The companies that survive the next phase are the ones that built their AI stack with the physical layer in mind. The ones that get crushed are the ones that wrote AI strategy as if it were a software purchase.
The architecture question
This is why architecture beats procurement, and why the difference matters now more than it did six months ago.
Procurement says: pick the best vendor, sign the contract, run the workload. It treats AI as a service. It optimizes the per-call price. It cannot answer the tokens per watt per dollar question because it does not see the watts.
Architecture says: design a system where the model layer, the routing layer, the data layer, and the contract layer can all flex when the underlying physical economics shift. It treats AI as infrastructure. It optimizes for resilience to price steps. It assumes the cost curve is not smooth, because the cost curve is now governed by substations and turbines, and those do not deliver capacity smoothly.

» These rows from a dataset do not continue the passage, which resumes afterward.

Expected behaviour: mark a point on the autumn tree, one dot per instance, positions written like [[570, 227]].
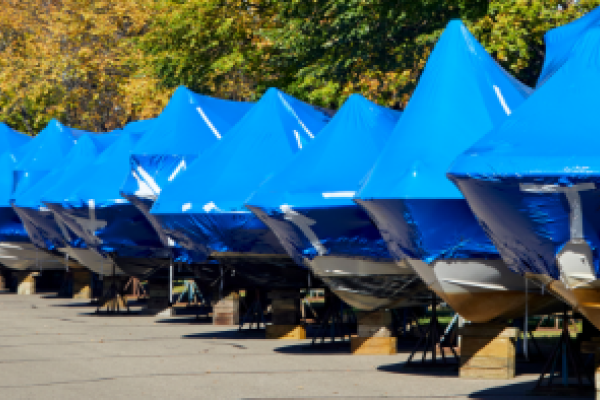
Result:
[[74, 60], [211, 46]]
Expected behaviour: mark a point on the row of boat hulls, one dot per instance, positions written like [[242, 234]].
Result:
[[282, 193], [533, 180]]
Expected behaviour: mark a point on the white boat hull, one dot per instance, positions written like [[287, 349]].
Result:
[[483, 290], [578, 274], [370, 285]]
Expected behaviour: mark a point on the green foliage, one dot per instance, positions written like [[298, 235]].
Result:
[[95, 64], [211, 46]]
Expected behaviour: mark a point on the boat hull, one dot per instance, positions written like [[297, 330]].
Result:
[[26, 256], [444, 243], [484, 290], [268, 271], [341, 246], [369, 284]]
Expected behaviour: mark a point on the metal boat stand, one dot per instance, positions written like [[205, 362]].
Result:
[[137, 289], [254, 312], [432, 337], [337, 320], [564, 361], [66, 286], [113, 297]]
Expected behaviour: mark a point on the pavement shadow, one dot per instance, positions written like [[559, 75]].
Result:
[[73, 304], [229, 334], [186, 321], [316, 349], [423, 369], [105, 314], [522, 389]]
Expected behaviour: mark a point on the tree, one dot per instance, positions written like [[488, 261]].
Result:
[[74, 60], [328, 49], [211, 46]]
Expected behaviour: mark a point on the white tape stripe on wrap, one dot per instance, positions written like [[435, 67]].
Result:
[[304, 224], [572, 193]]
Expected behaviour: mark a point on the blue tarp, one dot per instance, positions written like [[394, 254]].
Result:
[[204, 206], [552, 139], [188, 126], [560, 42], [320, 182], [43, 153], [462, 94], [42, 227], [13, 146], [95, 211]]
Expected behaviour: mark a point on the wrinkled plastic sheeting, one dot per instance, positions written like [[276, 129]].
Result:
[[529, 229], [150, 173], [120, 229], [237, 232], [430, 229], [306, 232], [11, 227], [42, 227], [560, 41]]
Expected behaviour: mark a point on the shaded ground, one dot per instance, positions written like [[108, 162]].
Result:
[[54, 348]]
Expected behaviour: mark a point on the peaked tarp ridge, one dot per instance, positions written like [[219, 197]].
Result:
[[516, 177], [13, 146], [41, 154], [203, 210], [70, 172], [560, 41], [461, 95], [189, 125], [274, 130], [106, 175], [331, 170], [318, 185]]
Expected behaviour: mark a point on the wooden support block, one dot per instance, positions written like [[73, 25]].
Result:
[[373, 345], [227, 310], [281, 294], [26, 282], [291, 332], [488, 351], [374, 331], [374, 318], [82, 283], [285, 311], [113, 303]]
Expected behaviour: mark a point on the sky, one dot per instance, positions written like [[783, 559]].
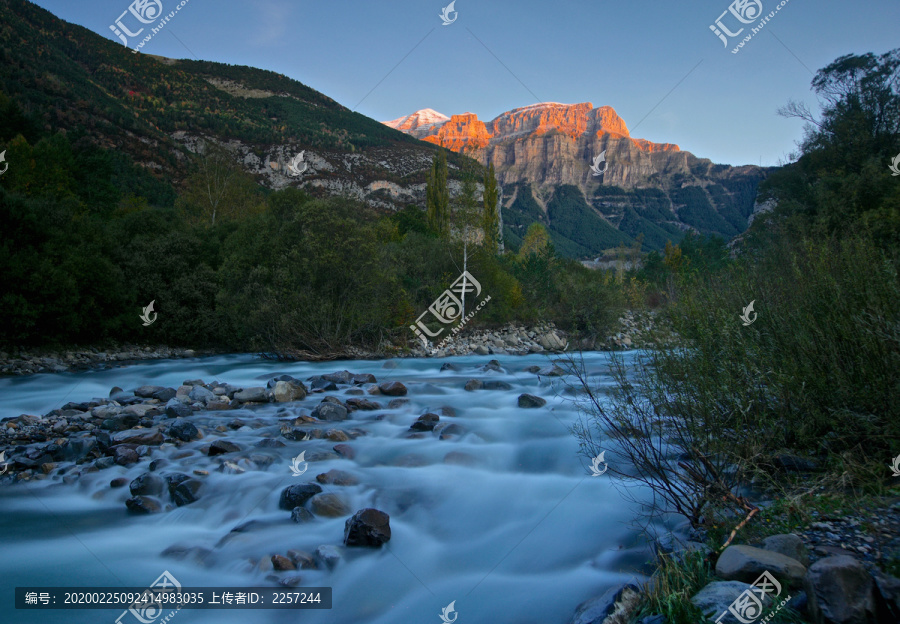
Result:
[[656, 63]]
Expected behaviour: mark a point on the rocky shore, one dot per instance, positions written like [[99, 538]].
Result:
[[29, 361], [636, 330]]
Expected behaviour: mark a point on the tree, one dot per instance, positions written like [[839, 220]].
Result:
[[437, 196], [465, 219], [218, 187], [491, 217], [537, 241]]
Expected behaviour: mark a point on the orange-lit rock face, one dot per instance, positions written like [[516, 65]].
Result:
[[462, 133], [550, 144]]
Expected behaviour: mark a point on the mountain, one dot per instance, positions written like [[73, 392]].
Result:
[[543, 155], [158, 110], [420, 123]]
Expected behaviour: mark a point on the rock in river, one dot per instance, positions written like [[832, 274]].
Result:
[[367, 527]]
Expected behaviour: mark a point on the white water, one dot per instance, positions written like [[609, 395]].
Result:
[[522, 537]]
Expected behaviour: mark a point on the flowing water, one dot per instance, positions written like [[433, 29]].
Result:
[[518, 533]]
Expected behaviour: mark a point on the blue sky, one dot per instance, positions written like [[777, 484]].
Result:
[[634, 55]]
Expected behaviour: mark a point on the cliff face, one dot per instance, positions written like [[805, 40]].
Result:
[[543, 154], [552, 144]]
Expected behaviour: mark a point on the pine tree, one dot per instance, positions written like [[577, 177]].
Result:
[[491, 220]]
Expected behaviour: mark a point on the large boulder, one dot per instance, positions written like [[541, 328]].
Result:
[[746, 563], [286, 391], [529, 400], [201, 395], [341, 377], [392, 388], [186, 492], [329, 505], [183, 430], [221, 447], [714, 600], [177, 409], [143, 505], [297, 495], [597, 609], [252, 395], [840, 591], [789, 545], [425, 422], [148, 437], [147, 484], [367, 527], [327, 410], [160, 393], [887, 596]]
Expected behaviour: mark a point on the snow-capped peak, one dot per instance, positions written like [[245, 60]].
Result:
[[419, 122]]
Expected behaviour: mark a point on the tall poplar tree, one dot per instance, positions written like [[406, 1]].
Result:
[[437, 196], [491, 219]]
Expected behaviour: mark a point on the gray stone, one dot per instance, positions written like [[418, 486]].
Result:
[[840, 591], [329, 505], [186, 492], [746, 563], [327, 410], [149, 437], [177, 409], [301, 515], [887, 596], [788, 545], [252, 395], [286, 391], [147, 484], [392, 388], [597, 609], [367, 527], [200, 394], [529, 400], [425, 422], [297, 495], [551, 371], [143, 505], [183, 430], [221, 447], [714, 600], [328, 556]]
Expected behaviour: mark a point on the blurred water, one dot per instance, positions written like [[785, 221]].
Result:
[[522, 536]]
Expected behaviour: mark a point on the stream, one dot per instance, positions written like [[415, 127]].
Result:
[[510, 526]]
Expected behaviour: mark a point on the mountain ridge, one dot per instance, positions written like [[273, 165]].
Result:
[[545, 152]]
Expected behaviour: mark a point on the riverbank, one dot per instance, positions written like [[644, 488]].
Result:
[[635, 331]]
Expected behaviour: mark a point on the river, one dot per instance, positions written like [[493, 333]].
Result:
[[518, 533]]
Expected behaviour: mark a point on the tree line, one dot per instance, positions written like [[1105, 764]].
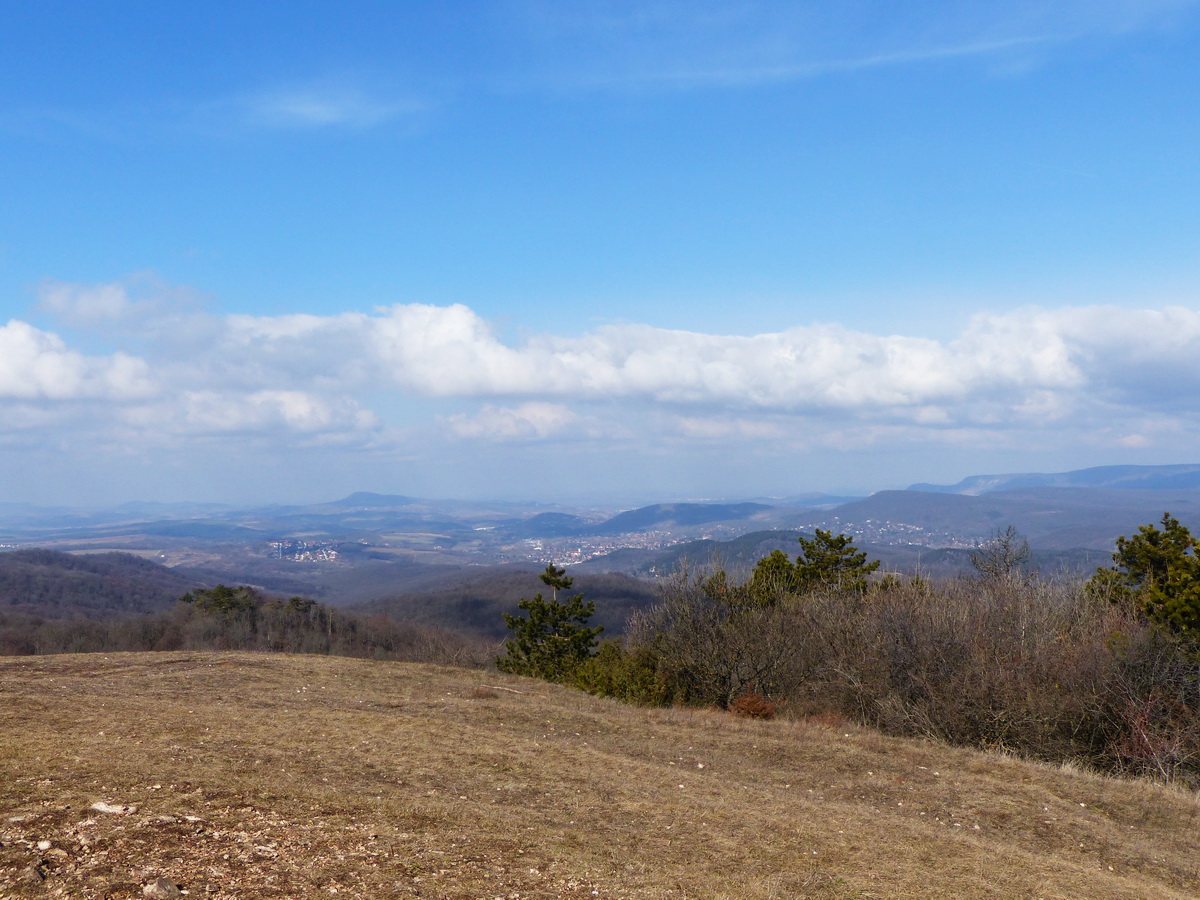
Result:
[[1104, 672], [241, 618]]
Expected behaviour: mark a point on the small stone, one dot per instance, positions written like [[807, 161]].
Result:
[[161, 889], [114, 808]]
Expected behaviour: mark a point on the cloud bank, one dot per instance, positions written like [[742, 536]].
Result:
[[375, 379]]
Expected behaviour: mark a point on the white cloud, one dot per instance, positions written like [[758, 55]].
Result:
[[39, 365], [528, 421], [322, 106], [695, 45], [1093, 373]]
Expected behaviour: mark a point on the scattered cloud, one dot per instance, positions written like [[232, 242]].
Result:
[[322, 106], [639, 43], [39, 365]]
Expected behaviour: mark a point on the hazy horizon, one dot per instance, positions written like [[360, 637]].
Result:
[[609, 250]]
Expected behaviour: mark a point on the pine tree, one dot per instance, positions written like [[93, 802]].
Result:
[[1158, 570], [552, 639]]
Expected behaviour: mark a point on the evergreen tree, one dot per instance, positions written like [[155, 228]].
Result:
[[832, 562], [1157, 569], [552, 639]]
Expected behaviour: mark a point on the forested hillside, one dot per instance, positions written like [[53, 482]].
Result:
[[57, 585]]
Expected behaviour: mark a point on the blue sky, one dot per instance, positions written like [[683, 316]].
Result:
[[619, 251]]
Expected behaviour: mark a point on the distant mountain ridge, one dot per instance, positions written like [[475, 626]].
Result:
[[1114, 478]]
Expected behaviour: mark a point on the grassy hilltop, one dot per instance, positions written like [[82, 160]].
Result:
[[253, 775]]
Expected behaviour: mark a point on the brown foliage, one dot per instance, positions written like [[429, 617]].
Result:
[[751, 705]]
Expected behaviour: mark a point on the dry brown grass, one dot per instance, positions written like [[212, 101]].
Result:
[[297, 777]]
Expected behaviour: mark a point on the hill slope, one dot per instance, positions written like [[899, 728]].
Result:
[[61, 585], [295, 777]]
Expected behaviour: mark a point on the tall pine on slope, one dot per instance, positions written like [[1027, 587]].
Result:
[[553, 639]]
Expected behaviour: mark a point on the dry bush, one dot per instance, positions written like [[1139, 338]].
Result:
[[1025, 666], [751, 705]]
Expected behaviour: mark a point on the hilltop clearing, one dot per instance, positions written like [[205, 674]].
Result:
[[241, 775]]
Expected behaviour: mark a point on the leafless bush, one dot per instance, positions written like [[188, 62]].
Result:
[[1029, 666]]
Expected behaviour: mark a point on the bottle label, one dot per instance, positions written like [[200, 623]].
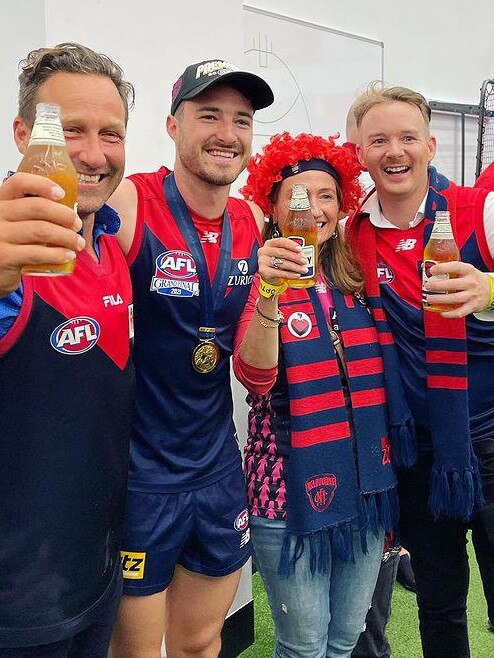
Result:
[[308, 252], [299, 203], [427, 276], [442, 229], [47, 132]]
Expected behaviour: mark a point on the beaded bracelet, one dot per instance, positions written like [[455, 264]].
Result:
[[490, 304], [276, 321], [269, 290]]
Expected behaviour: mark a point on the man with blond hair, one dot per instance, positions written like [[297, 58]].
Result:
[[446, 358], [65, 370]]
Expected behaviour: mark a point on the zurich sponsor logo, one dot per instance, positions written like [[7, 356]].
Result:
[[175, 275], [75, 336], [242, 521]]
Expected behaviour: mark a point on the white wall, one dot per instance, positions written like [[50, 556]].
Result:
[[443, 50], [445, 53]]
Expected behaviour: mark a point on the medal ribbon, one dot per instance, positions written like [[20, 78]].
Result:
[[210, 297]]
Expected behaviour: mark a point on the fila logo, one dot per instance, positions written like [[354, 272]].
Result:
[[133, 565], [112, 300], [406, 245]]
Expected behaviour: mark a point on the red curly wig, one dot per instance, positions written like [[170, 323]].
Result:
[[283, 149]]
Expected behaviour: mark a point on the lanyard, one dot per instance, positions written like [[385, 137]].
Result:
[[210, 296]]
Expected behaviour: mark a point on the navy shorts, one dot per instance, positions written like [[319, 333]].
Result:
[[205, 531]]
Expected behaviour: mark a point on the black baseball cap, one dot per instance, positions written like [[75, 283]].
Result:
[[198, 77]]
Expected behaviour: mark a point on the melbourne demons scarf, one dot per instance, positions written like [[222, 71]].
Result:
[[339, 469], [456, 488]]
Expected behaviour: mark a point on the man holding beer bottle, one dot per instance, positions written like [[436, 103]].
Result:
[[446, 358], [192, 252], [65, 370]]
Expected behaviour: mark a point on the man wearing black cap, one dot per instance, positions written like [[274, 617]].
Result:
[[192, 252]]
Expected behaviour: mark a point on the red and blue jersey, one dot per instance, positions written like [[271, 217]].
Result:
[[65, 417], [184, 436]]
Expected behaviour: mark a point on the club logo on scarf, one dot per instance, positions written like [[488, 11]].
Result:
[[321, 489], [299, 324], [173, 274], [384, 273], [386, 450]]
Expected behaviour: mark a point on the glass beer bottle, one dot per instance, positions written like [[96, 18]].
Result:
[[300, 226], [47, 155], [441, 248]]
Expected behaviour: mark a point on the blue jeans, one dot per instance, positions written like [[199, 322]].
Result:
[[316, 616]]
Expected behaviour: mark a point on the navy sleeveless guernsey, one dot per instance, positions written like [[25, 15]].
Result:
[[65, 415], [184, 437]]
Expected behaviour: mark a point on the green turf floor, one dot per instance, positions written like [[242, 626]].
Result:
[[403, 625]]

The companies that designed AI architectures in 2024 around a single frontier vendor are now spending engineering quarters retrofitting portability. The companies that designed for portability from day one are picking up market share while their competitors are renegotiating contracts.
A year from now, this gap will be obvious. Today, it is still invisible to most boards. That is the window.
The conclusion that matters
Buying a tool does not solve this. Buying a tool from any vendor, no matter how good the vendor, ties your cost of intelligence to a single physical supply chain that you do not control and cannot see. Every quarter, more of your operating cost gets routed through electricity prices in a region you may not have heard of, run by a utility you cannot name, governed by a capacity auction whose results you do not read.
Architecting solves this. Designing the routing, the fallbacks, the workload scheduling, and the contractual terms so that when the megawatts move, your business does not break. That is engineering work. That is also strategy work. Most teams treat the two as separate. They are no longer separate.
Agor AI Advisory builds the architecture, not the tool. We map your agent fleet against the physical and contractual realities of the compute markets that feed it. We design portability into your stack so that the next price step is a routing decision, not a crisis. We turn the question "which model" into the question your competitors are not yet asking: how do you own the cost of intelligence when the cost of intelligence is the cost of power?
The companies that ask this question in 2026 will compound advantage for a decade. The companies that do not will pay the megawatt margin to someone else, every quarter, until the bill becomes the business.